Podczas wizyty na kiermaszu świątecznym można nie tylko kupić prezenty, ale również coś zjeść i czegoś się napić. W Austrii bardzo popularne jest spotykanie się na kiermaszach ze znajomymi i wspólne picie Punsch'u- gorącego, owocowego napoju, podawanego w wielu smakach np. jabłkowym, wiśniowym czy pomarańczowym, najczęściej z dodatkiem przypraw i alkoholu, np. rumu. Wybór napojów jest dość duży, niestety jeśli chodzi o jedzenie, nie ma zbyt dużej różnorodności- zwykle kiermasze oferują typowe dla nich potrawy jak langos (węgierski placek z dużą ilością czosnku) czy Currywurst (danie a'la hot-dog z dodatkiem curry).
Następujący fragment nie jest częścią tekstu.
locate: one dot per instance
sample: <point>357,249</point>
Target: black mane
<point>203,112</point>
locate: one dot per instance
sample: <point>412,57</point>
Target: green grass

Ponieważ nie jestem fanką tego typu dań (za blisko im moim zdaniem do fast foodów), zawsze staram się wyszukać coś specjalnego do jedzenia. Ostatnio znalazłyśmy sklepik serwujący łososia przygotowanego na otwartym ogniu- bardzo dobry. 

Flammlachs-  łosoś przygotowany na otwartym ogniu












Bardzo spodobał mi się malutki kiermasz świąteczny na północnym łańcuchu górskim- Nordkette, na który łatwo się dostać kolejką linową- Nordkettenbahn lub autobusem. Można tam zamówić Punsch i obserwować piękną panoramę Innsbrucka i Alp. 

Kiermasz świąteczny na Nordkette i panorama Innsbrucka












Mimo że Innsbruck na pewno spodoba Wam się o każdej porze roku, polecam odwiedziny tego miasta właśnie teraz, gdy można cieszyć się jego magiczną, świąteczną atmosferą!